All at once the man ahead paused suddenly and stood looking out over the river. Between the Drive and the distance-dimmed lights of the Jersey shore there rose like great silhouettes the grim figures of several huge steel-clad battleships, their fighting-tops lost in the shadows of the opposite hills. Beside them, obscure, with no lights visible, lay the great transports that in a few hours, or in a few days—who knew—they would be convoying with their precious cargo of fighting men across the war-perilled Atlantic.

It was on the forward deck of one of these great battleships that the eyes of the man ahead were riveted. His shadower, evidently much concerned in his actions, crept slowly and stealthily forward, approaching nearer and still nearer without being observed.

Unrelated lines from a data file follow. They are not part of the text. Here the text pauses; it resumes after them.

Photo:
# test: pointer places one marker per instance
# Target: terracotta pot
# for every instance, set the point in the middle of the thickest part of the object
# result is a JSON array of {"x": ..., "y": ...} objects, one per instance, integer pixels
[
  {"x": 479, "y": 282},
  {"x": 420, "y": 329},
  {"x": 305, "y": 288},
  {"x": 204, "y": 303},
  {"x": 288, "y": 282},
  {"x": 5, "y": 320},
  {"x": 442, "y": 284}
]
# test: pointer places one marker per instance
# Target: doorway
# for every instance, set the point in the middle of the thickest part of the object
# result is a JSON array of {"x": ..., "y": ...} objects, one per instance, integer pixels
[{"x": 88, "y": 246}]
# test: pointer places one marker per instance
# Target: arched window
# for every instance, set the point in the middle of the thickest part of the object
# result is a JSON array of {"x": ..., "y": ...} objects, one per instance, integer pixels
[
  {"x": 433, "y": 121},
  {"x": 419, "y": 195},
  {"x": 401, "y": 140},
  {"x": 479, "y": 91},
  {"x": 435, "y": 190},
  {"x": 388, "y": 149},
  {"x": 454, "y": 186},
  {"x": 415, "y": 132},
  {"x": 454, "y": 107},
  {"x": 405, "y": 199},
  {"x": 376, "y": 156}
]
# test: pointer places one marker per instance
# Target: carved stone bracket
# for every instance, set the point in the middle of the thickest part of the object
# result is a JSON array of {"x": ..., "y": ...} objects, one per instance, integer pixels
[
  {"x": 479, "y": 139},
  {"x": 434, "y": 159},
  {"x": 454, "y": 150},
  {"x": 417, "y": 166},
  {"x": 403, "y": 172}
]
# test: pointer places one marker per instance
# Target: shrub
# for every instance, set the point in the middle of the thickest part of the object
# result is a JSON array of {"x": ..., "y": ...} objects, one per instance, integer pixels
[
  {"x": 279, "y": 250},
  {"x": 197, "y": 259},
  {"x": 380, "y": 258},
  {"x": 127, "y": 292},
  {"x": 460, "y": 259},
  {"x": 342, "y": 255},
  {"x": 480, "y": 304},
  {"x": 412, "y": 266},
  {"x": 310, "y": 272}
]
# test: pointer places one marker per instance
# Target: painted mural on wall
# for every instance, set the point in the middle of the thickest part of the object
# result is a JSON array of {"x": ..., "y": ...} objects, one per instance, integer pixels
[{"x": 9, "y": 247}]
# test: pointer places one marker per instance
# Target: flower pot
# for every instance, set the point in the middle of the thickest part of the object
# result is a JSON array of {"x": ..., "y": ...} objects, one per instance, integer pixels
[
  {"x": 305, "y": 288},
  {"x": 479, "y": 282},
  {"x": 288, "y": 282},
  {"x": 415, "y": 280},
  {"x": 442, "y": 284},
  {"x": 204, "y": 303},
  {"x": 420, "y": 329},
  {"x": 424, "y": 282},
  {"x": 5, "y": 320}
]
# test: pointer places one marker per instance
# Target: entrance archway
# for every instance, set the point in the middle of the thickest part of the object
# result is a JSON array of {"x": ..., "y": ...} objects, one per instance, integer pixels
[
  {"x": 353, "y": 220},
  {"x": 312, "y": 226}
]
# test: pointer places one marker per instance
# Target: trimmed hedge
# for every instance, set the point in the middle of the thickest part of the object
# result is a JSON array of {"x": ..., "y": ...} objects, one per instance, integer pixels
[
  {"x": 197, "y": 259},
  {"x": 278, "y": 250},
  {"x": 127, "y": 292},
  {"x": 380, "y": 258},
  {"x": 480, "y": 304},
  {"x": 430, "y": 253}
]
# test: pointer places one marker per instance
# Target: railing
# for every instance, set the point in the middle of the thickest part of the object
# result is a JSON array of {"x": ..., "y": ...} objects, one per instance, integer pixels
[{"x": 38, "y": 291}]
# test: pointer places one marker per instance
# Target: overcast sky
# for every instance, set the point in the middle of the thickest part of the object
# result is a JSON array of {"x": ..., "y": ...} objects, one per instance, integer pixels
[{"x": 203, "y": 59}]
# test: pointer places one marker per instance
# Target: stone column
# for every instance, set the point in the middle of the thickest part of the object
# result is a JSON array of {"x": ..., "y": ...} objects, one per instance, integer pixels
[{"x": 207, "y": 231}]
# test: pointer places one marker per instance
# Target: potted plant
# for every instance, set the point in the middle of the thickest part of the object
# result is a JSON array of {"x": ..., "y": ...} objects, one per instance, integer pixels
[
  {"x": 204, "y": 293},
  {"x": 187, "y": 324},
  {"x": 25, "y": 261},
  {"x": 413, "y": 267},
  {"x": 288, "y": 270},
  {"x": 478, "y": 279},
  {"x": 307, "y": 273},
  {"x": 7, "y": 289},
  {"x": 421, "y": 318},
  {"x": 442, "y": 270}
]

A dim light became visible on the warship’s deck and then vanished. Still the man stood there watching, a puzzled, anxious look coming into his face. Quickly the light reappeared—two flashes, a pause, two flashes, a pause, and then a single flash. It was such a light as might have been made by a pocket torch, a feeble ray barely strong enough to carry to the adjacent shore, a light that if it had been flashed from some sheltered nook by the boat davits might not even have attracted the attention of the officer on the bridge nor of the ship’s watchmen. Manifestly it was a signal intended for the eyes of some one on shore.

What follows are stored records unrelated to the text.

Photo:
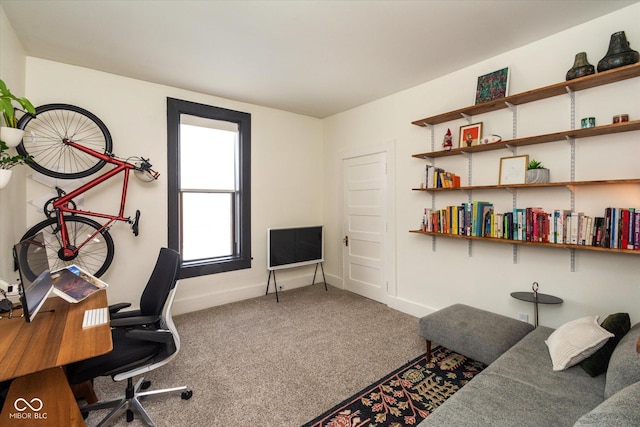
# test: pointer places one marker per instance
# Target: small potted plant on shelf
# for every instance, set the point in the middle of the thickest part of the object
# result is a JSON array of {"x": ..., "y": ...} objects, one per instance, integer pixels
[
  {"x": 536, "y": 173},
  {"x": 9, "y": 133},
  {"x": 7, "y": 161}
]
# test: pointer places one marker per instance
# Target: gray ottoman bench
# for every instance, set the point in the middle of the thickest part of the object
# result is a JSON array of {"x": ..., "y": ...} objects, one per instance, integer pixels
[{"x": 472, "y": 332}]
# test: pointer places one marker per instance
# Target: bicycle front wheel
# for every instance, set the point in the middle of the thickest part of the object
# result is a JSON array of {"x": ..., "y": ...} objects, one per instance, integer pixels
[
  {"x": 44, "y": 135},
  {"x": 94, "y": 257}
]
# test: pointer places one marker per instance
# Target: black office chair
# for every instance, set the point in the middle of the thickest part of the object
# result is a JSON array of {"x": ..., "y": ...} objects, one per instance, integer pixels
[{"x": 143, "y": 340}]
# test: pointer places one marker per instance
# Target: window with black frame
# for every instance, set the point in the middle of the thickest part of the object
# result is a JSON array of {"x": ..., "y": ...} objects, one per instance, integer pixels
[{"x": 209, "y": 168}]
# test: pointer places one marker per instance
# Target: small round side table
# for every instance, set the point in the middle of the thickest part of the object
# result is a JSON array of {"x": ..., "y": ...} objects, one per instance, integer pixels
[{"x": 536, "y": 298}]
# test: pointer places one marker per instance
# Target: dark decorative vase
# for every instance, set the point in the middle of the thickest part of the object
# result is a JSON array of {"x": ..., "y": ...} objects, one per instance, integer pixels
[
  {"x": 581, "y": 67},
  {"x": 619, "y": 53}
]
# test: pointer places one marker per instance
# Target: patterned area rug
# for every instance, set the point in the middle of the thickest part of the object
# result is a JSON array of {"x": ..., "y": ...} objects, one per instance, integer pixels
[{"x": 406, "y": 396}]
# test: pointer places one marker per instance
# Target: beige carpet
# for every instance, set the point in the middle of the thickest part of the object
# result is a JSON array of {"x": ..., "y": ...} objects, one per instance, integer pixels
[{"x": 262, "y": 363}]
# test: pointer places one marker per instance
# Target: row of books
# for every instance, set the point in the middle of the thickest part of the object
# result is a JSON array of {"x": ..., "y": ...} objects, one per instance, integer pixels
[
  {"x": 618, "y": 228},
  {"x": 435, "y": 177}
]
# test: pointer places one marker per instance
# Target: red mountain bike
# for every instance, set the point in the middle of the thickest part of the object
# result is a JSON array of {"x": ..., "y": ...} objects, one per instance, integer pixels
[{"x": 68, "y": 142}]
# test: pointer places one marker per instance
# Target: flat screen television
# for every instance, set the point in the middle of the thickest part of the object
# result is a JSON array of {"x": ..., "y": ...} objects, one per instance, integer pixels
[
  {"x": 294, "y": 246},
  {"x": 35, "y": 278}
]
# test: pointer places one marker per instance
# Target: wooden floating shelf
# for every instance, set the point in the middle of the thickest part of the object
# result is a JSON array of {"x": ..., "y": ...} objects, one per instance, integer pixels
[
  {"x": 594, "y": 80},
  {"x": 538, "y": 139},
  {"x": 547, "y": 184},
  {"x": 526, "y": 243}
]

A muttered imprecation escaped the lips of the watcher on the Drive. He stood there, straining his eyes toward the ship as if expecting a following signal, then he turned and gazed aloft at the windows of the apartment houses lining the driveway to see if some answering signal flashed back.

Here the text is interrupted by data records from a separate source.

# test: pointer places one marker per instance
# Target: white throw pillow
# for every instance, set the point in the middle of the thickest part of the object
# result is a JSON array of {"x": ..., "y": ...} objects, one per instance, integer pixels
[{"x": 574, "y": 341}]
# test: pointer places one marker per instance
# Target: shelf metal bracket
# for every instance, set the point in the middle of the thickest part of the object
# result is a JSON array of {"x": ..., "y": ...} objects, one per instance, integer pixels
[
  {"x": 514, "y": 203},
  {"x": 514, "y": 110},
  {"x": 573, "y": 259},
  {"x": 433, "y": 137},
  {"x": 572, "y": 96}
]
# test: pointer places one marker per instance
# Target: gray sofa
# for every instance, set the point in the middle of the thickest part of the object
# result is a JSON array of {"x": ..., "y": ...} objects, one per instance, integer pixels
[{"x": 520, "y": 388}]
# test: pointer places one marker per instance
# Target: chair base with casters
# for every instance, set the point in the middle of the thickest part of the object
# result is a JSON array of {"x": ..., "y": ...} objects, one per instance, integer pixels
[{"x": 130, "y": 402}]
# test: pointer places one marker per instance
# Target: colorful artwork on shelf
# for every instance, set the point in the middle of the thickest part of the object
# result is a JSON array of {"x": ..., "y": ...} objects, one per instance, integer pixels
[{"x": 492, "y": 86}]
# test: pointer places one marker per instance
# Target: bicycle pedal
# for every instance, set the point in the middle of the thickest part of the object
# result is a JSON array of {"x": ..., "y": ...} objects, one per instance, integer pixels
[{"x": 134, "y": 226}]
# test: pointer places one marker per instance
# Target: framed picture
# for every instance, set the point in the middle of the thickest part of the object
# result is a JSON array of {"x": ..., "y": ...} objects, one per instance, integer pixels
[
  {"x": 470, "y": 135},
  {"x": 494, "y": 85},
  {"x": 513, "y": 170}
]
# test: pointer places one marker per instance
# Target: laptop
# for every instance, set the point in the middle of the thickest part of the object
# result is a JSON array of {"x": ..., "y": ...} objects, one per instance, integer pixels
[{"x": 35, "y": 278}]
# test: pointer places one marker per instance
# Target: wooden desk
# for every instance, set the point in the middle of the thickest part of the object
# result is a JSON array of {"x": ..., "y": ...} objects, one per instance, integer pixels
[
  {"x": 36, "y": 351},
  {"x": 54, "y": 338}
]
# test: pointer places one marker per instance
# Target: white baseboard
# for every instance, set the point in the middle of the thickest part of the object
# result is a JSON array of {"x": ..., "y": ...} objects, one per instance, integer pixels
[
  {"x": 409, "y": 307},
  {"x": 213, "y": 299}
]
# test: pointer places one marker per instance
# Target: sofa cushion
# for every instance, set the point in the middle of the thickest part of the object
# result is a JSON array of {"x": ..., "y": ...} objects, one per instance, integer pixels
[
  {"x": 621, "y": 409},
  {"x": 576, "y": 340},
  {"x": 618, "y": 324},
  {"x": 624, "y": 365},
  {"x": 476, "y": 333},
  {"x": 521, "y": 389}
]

And in the shadow of the buildings, hardly ten feet away but half sheltered by a doorway, stood his sinister pursuer, motionless but alert.

For perhaps a quarter of an hour they held their positions. At last the man who was being followed shrugged his shoulders impatiently and set off again down the Drive, from time to time turning his head to watch the spot from which the signal had been flashed. Behind him, as doggedly as ever and now a little closer, crept the man with the hat over his eyes.

Regardless of the lateness of the hour, at a third-floor window of one of the great apartment houses lining the Drive sat a young girl in her nightrobe, with her two great black braids flung forward over her shoulders, about which she had placed for warmth’s sake a quilted negligee. Jane Strong was far too excited to sleep. An hour before she had come in from a wonderful party. The music still was playing mad tunes in her ears. The excitement, the coffee, the spirited tilts at arms with her many dancing partners had set her brain on fire. Sleep seemed impossible as yet.

Looking out at the river—a favorite occupation of hers—the sight of the warships looming up through the darkness reminded her once more that nearly all of the men with whom she had been dancing had been in uniform, bringing into prominence in the jumble of ideas in her over-stimulated brain, almost as a new discovery, the fact that her country was really engaged in war, that the men, the very men whom she knew best, were most of them fighting, or soon going to fight in a foreign land. Suddenly she found herself vaguely wishing that there was something she might do, something for the war, something to help. Would it not be splendid, she thought, to go to France as a Red Cross nurse, to be over there in the middle of things, where something exciting was forever going on. Life—the only life she knew about, existence as the petted daughter of well-to-do parents in a big city—had, ever since the war had begun, seemed strangely flat and uninteresting. Parties, to be sure, were fun but hardly any one was giving parties this year. The Stantons had entertained only because their lieutenant son was going abroad soon, and they wished him to have a pleasant memory to carry with him. Most of the interesting men she knew already were gone, and now Jack Stanton was going. How she wished she could find some way of getting into the war herself.